I’ve loved Wally Lamb’s work since the beginning, and not just because he creates stories in a fictionalized version of the area of New England where I lived most of my childhood, but also for his ability to write characters with a depth many authors cannot accomplish. I’ve come to anticipate a serious tone and an emotional reading experience from his novels, so I have to admit to a bit of surprise by the end of his latest offering. I’ll Take You There addresses some meaningful topics, but it does so with a more lighthearted tone and a bit of a fantastical plot twist.

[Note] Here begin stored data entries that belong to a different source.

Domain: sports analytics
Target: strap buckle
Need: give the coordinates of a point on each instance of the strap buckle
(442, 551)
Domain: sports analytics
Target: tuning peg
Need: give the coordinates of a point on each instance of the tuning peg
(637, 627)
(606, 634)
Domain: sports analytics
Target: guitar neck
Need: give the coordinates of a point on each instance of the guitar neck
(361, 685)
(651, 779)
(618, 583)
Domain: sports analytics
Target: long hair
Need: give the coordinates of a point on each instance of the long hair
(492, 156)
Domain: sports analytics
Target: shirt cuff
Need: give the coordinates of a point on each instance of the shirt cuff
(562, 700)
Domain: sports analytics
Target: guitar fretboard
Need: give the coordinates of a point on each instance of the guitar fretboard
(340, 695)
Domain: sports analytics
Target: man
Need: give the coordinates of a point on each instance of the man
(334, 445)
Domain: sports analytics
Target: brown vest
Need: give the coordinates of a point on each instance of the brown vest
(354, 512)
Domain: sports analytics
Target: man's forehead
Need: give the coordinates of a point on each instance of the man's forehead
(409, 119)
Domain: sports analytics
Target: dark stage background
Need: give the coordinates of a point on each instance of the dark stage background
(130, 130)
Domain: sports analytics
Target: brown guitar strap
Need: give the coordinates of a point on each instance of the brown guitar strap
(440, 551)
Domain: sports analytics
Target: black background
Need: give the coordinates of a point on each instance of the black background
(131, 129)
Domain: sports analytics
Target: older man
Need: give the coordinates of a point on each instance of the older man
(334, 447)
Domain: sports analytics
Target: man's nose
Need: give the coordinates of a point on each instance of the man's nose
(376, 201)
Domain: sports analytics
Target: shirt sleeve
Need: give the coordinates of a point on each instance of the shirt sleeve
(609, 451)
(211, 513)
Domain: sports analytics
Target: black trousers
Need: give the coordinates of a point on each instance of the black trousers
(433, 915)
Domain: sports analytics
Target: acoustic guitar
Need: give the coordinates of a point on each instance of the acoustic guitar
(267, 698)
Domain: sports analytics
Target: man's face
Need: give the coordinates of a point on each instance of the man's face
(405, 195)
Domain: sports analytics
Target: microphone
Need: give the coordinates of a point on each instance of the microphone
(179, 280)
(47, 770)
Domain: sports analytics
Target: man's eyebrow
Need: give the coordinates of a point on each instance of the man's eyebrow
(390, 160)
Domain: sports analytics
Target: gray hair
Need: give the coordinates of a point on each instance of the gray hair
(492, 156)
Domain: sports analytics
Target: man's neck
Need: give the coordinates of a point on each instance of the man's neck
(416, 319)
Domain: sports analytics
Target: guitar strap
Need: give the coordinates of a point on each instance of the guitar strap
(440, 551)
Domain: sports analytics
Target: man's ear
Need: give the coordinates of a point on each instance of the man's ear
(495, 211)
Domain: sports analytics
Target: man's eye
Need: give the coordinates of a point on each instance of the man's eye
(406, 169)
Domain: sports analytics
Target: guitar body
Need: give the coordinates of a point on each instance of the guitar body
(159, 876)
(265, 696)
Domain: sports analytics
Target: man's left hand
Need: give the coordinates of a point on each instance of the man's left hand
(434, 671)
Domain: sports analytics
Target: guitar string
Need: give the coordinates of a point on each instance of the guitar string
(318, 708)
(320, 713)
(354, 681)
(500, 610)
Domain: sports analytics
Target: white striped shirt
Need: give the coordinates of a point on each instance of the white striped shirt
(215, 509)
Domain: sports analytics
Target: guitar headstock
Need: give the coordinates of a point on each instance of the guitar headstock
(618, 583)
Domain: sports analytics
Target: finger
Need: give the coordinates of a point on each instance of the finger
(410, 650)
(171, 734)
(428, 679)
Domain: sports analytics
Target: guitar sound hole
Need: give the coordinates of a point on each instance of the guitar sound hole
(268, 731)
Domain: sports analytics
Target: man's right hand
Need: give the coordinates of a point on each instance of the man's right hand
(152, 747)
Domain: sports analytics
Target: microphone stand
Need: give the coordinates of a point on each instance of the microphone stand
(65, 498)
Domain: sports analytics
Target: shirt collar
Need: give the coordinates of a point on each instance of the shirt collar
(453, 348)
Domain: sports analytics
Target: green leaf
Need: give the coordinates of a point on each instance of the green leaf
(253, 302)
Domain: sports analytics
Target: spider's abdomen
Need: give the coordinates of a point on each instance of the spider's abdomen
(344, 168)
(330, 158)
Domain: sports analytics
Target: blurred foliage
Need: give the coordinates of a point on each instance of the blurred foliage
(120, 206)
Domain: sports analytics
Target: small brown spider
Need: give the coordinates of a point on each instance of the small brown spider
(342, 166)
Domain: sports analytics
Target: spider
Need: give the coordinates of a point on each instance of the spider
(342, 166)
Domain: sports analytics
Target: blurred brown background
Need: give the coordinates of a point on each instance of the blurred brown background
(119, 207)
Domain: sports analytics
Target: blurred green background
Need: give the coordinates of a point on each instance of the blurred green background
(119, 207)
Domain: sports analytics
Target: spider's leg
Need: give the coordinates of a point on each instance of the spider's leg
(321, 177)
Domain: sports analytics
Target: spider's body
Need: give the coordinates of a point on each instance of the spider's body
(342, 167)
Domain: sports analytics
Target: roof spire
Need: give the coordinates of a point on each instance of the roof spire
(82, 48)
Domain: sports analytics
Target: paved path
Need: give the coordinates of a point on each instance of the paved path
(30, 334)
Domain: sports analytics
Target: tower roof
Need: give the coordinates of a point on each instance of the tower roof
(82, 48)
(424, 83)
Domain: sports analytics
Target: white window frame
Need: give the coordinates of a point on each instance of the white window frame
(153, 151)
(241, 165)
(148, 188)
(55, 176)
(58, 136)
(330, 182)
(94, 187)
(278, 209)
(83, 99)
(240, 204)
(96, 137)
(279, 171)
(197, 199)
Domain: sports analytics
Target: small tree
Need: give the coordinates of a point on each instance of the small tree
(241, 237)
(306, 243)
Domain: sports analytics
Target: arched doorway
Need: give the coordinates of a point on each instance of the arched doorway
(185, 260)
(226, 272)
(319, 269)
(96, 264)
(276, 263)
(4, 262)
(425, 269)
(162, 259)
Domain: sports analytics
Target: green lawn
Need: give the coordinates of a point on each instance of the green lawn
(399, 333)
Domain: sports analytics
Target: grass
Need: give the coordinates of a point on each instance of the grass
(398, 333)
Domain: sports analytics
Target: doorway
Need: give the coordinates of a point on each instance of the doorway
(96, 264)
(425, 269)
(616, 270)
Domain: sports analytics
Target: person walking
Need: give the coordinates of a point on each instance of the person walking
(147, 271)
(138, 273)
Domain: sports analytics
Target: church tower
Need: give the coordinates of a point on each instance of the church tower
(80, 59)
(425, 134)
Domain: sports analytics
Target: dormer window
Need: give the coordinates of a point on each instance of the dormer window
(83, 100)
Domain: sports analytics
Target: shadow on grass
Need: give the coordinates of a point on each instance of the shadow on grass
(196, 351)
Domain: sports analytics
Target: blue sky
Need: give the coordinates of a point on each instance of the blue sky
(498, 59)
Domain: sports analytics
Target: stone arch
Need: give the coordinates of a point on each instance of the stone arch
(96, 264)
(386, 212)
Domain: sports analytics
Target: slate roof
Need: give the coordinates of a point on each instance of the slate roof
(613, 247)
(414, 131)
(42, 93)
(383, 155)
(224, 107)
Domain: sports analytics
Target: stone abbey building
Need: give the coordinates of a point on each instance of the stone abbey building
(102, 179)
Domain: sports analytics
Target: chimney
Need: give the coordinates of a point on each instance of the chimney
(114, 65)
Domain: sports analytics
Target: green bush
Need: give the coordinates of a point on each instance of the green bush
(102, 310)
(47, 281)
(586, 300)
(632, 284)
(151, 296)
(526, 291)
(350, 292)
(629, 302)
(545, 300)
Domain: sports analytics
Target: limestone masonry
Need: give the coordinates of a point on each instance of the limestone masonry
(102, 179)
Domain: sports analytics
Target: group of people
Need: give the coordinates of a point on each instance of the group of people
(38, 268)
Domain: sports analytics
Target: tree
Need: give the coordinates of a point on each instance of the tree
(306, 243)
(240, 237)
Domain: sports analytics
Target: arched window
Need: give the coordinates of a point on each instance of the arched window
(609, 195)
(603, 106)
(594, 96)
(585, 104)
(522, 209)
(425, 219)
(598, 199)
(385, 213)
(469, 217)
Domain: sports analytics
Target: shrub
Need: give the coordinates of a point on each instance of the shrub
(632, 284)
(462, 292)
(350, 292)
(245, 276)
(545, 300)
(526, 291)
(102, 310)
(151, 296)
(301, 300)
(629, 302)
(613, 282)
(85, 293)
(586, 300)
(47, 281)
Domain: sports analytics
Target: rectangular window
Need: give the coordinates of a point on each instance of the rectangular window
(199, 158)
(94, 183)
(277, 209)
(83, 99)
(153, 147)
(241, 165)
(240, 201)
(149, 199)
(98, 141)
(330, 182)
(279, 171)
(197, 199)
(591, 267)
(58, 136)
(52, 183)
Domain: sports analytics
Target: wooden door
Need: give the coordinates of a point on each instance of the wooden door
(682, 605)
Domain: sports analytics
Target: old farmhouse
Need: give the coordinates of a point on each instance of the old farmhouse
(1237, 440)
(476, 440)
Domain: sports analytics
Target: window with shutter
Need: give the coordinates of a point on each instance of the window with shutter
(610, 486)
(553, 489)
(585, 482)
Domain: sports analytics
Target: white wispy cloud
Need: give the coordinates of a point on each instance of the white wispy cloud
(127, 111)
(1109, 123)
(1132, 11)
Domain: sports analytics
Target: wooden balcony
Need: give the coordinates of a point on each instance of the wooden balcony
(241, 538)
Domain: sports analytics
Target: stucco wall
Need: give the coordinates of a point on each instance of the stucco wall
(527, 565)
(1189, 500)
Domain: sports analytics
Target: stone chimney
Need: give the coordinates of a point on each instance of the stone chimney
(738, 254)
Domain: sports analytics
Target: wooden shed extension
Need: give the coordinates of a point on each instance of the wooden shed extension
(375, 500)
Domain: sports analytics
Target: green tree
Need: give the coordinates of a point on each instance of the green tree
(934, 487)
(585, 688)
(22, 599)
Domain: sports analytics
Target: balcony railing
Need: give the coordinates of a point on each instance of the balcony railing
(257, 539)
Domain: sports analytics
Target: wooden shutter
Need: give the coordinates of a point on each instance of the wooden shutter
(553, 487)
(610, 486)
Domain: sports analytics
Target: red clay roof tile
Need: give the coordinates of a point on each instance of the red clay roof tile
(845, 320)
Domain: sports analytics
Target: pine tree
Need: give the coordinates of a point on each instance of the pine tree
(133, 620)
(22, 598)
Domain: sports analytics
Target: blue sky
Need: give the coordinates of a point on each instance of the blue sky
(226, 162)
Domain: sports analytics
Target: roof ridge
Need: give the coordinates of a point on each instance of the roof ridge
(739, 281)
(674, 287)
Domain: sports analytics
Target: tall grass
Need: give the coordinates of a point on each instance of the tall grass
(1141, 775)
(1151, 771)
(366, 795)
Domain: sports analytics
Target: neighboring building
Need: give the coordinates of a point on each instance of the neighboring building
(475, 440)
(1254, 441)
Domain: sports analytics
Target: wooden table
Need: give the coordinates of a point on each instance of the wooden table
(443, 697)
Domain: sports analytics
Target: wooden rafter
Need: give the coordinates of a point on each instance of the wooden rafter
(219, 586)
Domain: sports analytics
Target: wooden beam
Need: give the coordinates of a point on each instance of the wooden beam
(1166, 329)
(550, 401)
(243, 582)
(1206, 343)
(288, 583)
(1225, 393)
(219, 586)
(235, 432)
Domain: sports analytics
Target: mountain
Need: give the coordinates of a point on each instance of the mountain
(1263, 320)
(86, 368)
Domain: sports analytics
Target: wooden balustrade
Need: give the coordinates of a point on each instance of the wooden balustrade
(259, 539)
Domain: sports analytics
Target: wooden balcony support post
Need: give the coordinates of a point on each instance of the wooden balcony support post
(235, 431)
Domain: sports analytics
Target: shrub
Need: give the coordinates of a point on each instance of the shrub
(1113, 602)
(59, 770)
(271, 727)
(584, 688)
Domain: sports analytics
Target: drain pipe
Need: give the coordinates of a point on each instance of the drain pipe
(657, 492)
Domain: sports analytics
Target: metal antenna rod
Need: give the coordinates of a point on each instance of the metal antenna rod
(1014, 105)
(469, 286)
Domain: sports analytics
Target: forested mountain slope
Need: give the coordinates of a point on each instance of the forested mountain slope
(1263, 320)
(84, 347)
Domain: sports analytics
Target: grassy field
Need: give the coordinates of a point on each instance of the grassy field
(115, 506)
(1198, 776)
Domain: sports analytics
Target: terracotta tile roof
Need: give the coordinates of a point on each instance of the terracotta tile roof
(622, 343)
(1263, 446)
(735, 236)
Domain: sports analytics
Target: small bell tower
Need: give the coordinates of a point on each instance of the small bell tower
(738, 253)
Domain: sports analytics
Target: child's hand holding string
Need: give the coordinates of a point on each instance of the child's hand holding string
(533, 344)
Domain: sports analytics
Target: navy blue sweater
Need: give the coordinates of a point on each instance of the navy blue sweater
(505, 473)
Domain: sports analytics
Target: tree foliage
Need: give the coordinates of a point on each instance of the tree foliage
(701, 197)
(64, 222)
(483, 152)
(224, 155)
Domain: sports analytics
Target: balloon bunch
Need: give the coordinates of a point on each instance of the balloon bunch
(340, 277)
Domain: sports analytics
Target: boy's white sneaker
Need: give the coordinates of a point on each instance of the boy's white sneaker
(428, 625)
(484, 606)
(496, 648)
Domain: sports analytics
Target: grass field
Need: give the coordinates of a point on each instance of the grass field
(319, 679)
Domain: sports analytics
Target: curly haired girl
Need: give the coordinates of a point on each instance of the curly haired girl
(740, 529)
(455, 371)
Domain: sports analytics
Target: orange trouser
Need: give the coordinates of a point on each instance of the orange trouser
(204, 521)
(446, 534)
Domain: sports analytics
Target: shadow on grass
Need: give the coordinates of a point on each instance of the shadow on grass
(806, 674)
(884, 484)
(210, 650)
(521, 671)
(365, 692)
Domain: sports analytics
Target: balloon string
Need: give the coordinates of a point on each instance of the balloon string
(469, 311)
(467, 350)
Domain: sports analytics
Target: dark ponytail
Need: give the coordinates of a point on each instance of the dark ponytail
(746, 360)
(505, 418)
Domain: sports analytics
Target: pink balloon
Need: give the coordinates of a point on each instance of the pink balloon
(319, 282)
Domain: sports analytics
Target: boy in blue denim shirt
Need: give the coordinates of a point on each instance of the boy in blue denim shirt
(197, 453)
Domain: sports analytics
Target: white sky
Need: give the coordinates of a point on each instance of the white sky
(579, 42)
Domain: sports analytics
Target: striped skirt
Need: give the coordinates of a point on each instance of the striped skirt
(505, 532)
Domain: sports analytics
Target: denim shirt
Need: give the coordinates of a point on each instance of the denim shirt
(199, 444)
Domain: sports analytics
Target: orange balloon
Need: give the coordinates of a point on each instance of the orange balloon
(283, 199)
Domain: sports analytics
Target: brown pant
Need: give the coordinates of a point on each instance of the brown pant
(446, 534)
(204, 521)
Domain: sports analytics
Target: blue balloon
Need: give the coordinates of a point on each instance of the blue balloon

A difference is apparent at first glance, with its obviously slimmer profile. Coming in around 250 pages, this is a departure from Lamb’s previous, much longer novels. In fact, this is closest in length to his novella Wishin’ and Hopin’, (my 2009 review) which tells the story of ten-year-old Felix Funicello, a fifth-grader trying to get through the lead-up to the Christmas holiday in the early 1960s. With this newest novel, readers revisit Felix today, now divorced at 60. A film professor and scholar dedicated to sharing his passion with his weekly movie club held in an old vaudeville theater turned cinema.
Felix as narrator is friendly, a bit self-effacing, and extremely open and honest. He’s incredibly likable, especially as we learn of him as a father through his phone conversations with his young adult daughter. He actively tries to understand her perspective, acknowledging generational differences but ultimately showing her respect even when he disagrees with her. This personality trait crosses over as Felix is confronted by a ghost in the theater one day, and this bit of magical realism propels the story backwards, for Felix is asked to revisit moments in his own past by stepping into film of chapters of his childhood. In these experiences, he sees many challenges and realities faced by women through new eyes, leading to a greater understanding of his own sister and other women connected to their lives.
It seemed to me that despite the serious topics addressed in this new novel, Lamb appears to have lightened his tone a bit, in both his protagonist’s internal attitudes and the overall storytelling approach, which also may have contributed to the much shorter length. I appreciated the feminist theme, which Lamb has long embraced, especially in the attention he pays to his multi-faceted female characters. I’ve seen critics of Lamb’s previous hefty novels complain that he is too wordy, but I’m definitely not of that crowd. If anything, I would have liked this new novel, with its unique twist and interesting characters from several generations, to have been fleshed out even more.